All this is fine and as a liberal and democratic man I find myself agreeing with almost all of it. But there is a small voice inside my head which tells me that Said and other similar critics of Imperialism and Colonialism seem to believe in some intrinsic quality in man or God that shows demonstrably that all these things were horrible abominations that must never happen again. However, is that absolutely true? I remember reading a lecture some years ago by the French Existentialist, Jean Paul Sartre, where he says that he is an existentialist humanist because he wants to be: because he believes that this is the right direction to take. However, he adds that there is nothing deterministic about his belief. Nothing was inevitable. If enough people wanted to be democrats, then democrats they'd be. On the other hand, they might just as easily choose to be fascists. Nothing was determined absolutely. The world was a place of choice where people put their choices into action and worked out the consequences of those choices.
I think this kind of argument would be deeply disturbing to Said and his acolytes.

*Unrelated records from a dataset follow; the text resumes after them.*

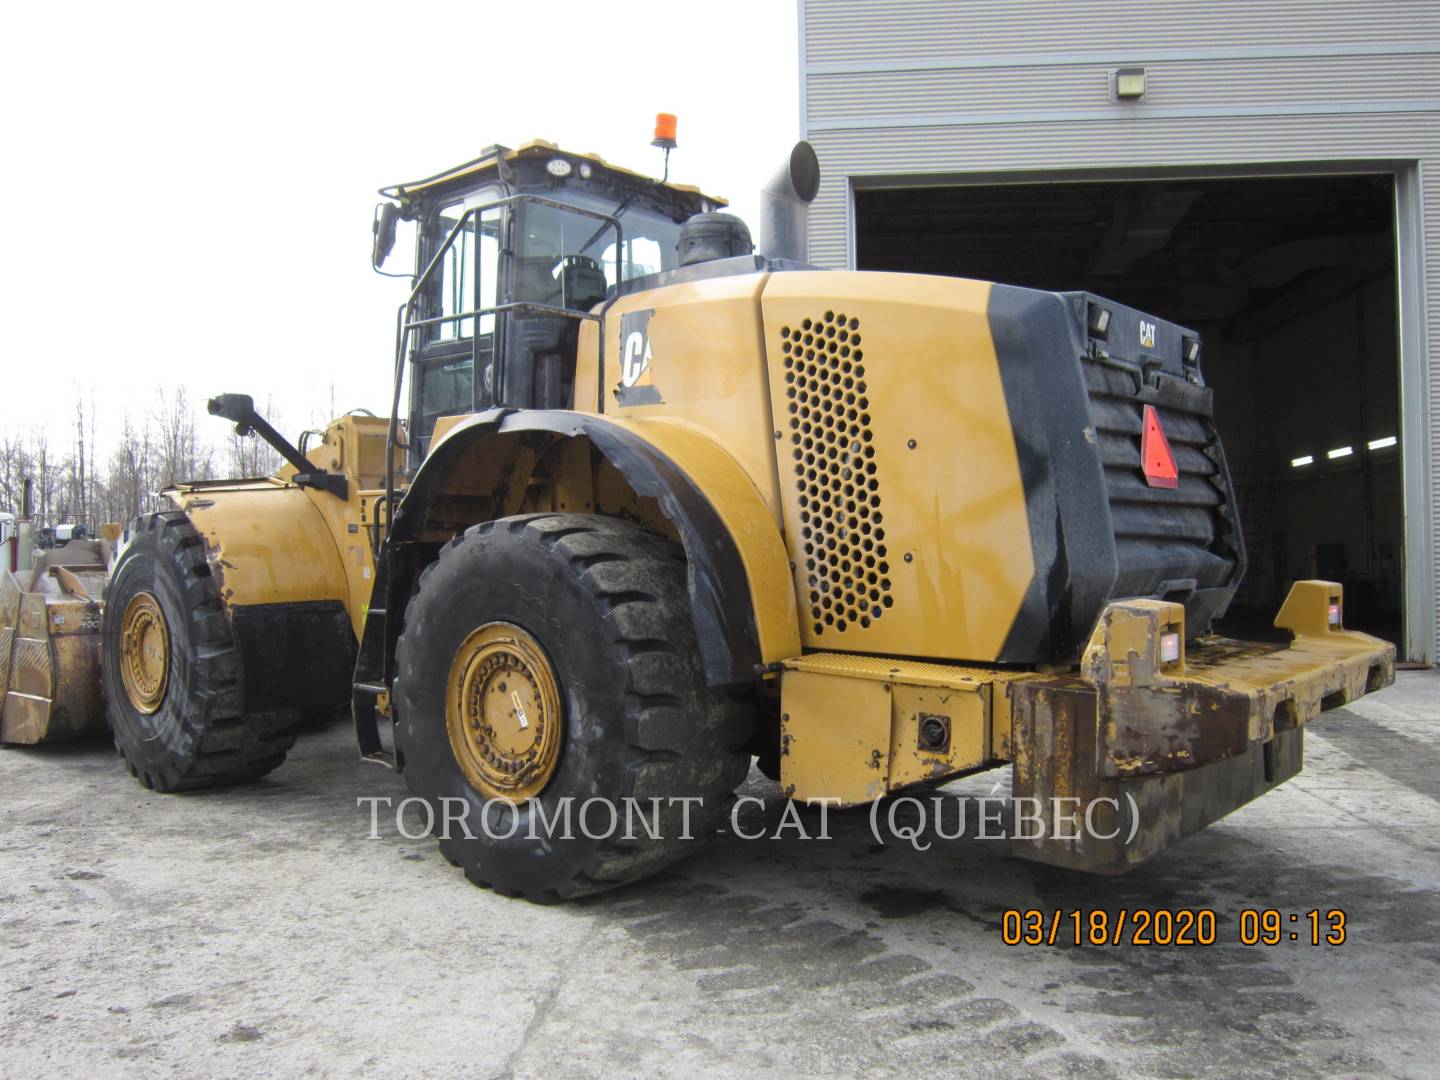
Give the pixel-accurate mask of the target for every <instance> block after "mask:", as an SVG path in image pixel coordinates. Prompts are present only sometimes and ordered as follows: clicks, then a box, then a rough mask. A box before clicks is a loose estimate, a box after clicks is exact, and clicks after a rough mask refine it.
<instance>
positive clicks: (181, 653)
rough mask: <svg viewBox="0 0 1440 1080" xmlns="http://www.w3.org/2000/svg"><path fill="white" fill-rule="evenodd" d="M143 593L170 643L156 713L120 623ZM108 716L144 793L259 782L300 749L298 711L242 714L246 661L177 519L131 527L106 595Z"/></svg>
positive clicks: (106, 688)
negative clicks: (161, 687) (132, 693)
mask: <svg viewBox="0 0 1440 1080" xmlns="http://www.w3.org/2000/svg"><path fill="white" fill-rule="evenodd" d="M140 593H148V595H150V596H153V598H154V599H156V600H157V602H158V606H160V611H161V612H163V615H164V624H166V631H167V634H168V668H167V677H166V681H164V690H163V694H164V696H163V698H161V700H160V703H158V706H157V707H156V708H154V711H150V713H147V711H143V710H141V708H137V706H135V704H134V701H132V698H131V694H130V693H128V691H127V687H125V681H124V677H122V675H121V664H122V660H121V638H122V619H124V615H125V612H127V609H128V608H130V603H131V600H134V599H135V596H137V595H140ZM102 641H104V665H102V681H104V690H105V714H107V717H108V720H109V727H111V732H112V734H114V736H115V749H117V750H120V755H121V756H122V757H124V759H125V765H127V766H128V768H130V772H131V773H132V775H134V776H135V779H137V780H140V782H141V783H143V785H144V786H145V788H153V789H154V791H161V792H176V791H190V789H194V788H213V786H219V785H226V783H239V782H242V780H253V779H256V778H259V776H264V775H265V773H268V772H271V770H272V769H275V768H276V766H278V765H279V763H281V762H284V760H285V755H287V753H288V752H289V747H291V746H292V744H294V743H295V734H297V732H298V727H300V720H301V717H300V716H298V714H297V713H292V711H278V713H253V714H249V716H246V714H242V713H240V710H239V657H238V654H236V648H235V636H233V634H232V631H230V622H229V616H228V615H226V611H225V603H223V600H222V599H220V595H219V590H217V589H216V585H215V579H213V577H212V576H210V566H209V563H207V562H206V557H204V546H203V541H202V539H200V536H199V533H196V530H194V527H193V526H192V524H190V520H189V518H187V517H186V516H184V514H183V513H180V511H164V513H158V514H145V516H144V517H138V518H135V520H134V521H131V523H130V526H127V528H125V536H124V539H122V541H121V556H120V559H118V562H117V563H115V567H114V570H112V572H111V576H109V582H108V583H107V586H105V621H104V629H102Z"/></svg>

They like to appeal to man's reason in the modern age and to the the obvious injustice of systems of government and domination that make virtual slaves of millions of people for the betterment of just a few. However, are we really so sure about our own rationalism? Isn't it possible that in the future other men may come along who will make other choices and believe very different things? How can we be sure that the Nazis were the last political group who will believe in the racial superiority of one or several races over others? How can we be sure that our own democratic and egalitarian "truth" will be the last "truth"? Other men, at future times and in future places may make very different decisions to the ones that we are comfortable with.
I think that in his secret heart, Edward Said understood all this very well!